A stateless person is someone who has no nationality, someone who is not recognised as a citizen by any State. Statelessness affects over half a million people in Europe – both people on the move and those who have lived in the same place for generations – denying many their fundamental rights. Its causes include state succession, gaps in nationality laws, discrimination, displacement, and nationality stripping. Stateless people are among those most impacted by the COVID-19 global pandemic and will be among those most affected by its fallout unless their specific circumstances and views are considered and acted upon.

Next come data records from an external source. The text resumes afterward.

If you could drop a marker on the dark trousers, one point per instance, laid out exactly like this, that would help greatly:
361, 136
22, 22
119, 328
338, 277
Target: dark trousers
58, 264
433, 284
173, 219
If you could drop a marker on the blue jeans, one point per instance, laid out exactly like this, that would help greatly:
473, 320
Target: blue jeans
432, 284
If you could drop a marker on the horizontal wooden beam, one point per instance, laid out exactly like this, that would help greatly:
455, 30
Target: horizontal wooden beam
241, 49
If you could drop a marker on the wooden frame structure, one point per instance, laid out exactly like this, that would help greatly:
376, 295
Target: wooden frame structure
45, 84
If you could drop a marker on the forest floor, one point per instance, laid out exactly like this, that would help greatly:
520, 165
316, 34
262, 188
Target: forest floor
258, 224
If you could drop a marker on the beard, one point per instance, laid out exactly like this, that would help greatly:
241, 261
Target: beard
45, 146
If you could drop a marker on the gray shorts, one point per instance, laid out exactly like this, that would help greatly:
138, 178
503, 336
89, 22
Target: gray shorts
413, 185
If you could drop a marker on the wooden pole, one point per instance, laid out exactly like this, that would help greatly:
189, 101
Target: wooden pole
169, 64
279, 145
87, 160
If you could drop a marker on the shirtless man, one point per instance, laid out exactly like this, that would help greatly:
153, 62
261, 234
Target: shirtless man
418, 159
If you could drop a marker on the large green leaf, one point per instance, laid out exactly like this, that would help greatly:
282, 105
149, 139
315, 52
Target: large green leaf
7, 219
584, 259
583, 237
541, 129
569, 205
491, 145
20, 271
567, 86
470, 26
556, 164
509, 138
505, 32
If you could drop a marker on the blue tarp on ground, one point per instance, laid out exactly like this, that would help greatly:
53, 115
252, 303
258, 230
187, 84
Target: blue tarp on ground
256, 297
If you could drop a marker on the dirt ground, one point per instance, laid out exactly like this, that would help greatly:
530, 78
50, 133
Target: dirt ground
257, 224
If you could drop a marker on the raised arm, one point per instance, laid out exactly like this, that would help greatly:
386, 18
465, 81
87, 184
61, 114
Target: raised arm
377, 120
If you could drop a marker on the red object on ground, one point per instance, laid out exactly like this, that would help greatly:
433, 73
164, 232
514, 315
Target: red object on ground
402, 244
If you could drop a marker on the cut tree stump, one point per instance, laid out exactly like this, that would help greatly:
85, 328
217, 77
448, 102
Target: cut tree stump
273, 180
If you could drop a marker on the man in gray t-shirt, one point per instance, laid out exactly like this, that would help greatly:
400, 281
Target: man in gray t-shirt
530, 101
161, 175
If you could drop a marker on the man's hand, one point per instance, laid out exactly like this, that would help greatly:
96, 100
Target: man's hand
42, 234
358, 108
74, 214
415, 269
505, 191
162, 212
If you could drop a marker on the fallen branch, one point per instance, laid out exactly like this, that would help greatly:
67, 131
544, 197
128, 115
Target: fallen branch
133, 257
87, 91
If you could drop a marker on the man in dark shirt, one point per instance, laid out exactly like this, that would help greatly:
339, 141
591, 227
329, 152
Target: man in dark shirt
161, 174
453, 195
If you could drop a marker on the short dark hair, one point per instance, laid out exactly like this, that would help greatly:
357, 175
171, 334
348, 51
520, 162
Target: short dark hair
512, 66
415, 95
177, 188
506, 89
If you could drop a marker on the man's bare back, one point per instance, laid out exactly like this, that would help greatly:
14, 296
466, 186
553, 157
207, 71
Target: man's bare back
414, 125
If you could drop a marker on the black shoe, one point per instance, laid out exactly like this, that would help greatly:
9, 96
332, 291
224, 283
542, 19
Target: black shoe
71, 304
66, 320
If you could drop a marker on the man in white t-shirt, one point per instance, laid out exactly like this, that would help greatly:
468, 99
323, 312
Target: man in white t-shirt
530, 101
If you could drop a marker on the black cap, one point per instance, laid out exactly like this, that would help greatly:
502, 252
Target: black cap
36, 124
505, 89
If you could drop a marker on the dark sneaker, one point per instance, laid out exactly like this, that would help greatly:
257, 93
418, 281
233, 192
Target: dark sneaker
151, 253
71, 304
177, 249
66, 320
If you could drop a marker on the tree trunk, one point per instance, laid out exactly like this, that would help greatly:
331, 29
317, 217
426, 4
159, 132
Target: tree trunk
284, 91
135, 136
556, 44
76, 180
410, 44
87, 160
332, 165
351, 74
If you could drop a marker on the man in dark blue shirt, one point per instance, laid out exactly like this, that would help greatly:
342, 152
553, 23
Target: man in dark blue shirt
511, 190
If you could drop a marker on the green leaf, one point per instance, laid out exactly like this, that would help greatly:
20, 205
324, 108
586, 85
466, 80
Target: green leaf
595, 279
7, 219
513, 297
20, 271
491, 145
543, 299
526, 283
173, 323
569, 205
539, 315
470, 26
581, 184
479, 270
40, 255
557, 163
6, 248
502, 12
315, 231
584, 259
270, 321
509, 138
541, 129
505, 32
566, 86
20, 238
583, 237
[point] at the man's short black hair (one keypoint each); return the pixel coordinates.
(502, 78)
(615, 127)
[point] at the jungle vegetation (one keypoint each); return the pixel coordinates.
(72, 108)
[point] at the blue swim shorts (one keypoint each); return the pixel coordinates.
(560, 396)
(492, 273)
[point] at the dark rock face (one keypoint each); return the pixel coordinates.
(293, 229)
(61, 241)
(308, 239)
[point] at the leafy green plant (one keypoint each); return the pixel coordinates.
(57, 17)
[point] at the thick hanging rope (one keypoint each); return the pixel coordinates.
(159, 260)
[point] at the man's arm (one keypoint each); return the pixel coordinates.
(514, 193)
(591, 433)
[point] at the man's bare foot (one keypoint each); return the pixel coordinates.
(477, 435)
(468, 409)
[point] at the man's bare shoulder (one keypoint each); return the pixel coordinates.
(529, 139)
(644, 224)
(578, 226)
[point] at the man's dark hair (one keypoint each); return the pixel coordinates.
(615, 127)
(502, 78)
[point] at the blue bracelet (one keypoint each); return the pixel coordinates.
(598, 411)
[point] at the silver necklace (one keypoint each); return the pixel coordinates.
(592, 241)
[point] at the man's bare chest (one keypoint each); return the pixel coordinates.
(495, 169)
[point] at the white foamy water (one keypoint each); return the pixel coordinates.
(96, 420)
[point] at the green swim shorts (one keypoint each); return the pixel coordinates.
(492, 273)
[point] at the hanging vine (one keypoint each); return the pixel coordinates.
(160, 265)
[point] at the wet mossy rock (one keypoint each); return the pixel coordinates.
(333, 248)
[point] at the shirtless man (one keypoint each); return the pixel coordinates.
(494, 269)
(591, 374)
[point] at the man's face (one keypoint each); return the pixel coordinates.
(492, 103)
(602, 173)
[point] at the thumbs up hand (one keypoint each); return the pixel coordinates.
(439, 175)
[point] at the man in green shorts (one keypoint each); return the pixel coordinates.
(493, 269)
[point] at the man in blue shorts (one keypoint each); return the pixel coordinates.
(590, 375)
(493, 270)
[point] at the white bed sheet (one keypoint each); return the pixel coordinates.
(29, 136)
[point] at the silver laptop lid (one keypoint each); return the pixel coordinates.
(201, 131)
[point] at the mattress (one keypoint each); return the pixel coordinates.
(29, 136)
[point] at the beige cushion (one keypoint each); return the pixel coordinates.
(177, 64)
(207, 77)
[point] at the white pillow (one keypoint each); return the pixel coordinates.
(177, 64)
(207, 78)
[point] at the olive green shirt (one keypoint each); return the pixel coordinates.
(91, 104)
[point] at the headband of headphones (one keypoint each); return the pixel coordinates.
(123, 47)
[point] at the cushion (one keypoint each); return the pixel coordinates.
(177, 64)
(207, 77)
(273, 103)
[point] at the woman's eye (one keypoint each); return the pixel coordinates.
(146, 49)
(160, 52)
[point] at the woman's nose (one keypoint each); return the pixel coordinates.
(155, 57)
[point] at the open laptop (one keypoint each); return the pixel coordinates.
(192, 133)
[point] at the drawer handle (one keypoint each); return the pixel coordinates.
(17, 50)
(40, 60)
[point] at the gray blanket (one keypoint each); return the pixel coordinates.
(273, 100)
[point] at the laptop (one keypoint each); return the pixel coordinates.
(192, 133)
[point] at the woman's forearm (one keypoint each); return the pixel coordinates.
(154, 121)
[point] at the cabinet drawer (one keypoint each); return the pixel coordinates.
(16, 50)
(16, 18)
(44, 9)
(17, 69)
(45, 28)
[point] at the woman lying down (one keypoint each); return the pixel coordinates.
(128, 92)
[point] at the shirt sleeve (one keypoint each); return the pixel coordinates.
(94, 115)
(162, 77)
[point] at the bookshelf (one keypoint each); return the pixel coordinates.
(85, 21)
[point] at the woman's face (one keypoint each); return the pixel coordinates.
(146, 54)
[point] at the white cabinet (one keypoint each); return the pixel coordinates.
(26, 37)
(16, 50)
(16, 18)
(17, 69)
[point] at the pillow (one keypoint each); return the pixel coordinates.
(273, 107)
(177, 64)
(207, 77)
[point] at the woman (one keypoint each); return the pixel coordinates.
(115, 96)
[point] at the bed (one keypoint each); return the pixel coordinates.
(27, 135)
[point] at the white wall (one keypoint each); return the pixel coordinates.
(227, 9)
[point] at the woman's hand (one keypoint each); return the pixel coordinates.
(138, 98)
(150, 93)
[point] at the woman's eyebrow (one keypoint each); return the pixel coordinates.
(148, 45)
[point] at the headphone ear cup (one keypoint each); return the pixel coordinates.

Despite the extent of the problem, many States still lack robust policies to address statelessness. Critically, only a handful of countries in Europe have a dedicated statelessness determination procedure to identify people on their territory without a nationality and to offer appropriate protection status (including residence and other rights under the 1954 Convention) and subsequent naturalisation. Moreover, recent data shows that statelessness is a growing problem that needs to be addressed as part of Europe’s refugee response. According to Eurostat, 112,535 people who applied for asylum in the European Union* in 2015-2019 were recorded as ‘stateless’ or of ‘unknown nationality’.

Accessing different routes to protection can be more difficult for stateless people due to their marginalisation and lack of documentation. Stateless refugees and migrants are often wrongly assigned a nationality by officials at registration based on their country of origin or language or may be recorded as having ‘unknown’ nationality. The result can be a failure to identify (and prevent) the risk of statelessness among children born in exile, or barriers to protection, family reunification and naturalisation. A stateless person with no right to residence often has no country they can return to, so if their statelessness is not identified, they can face repeated, futile removal attempts and prolonged detention.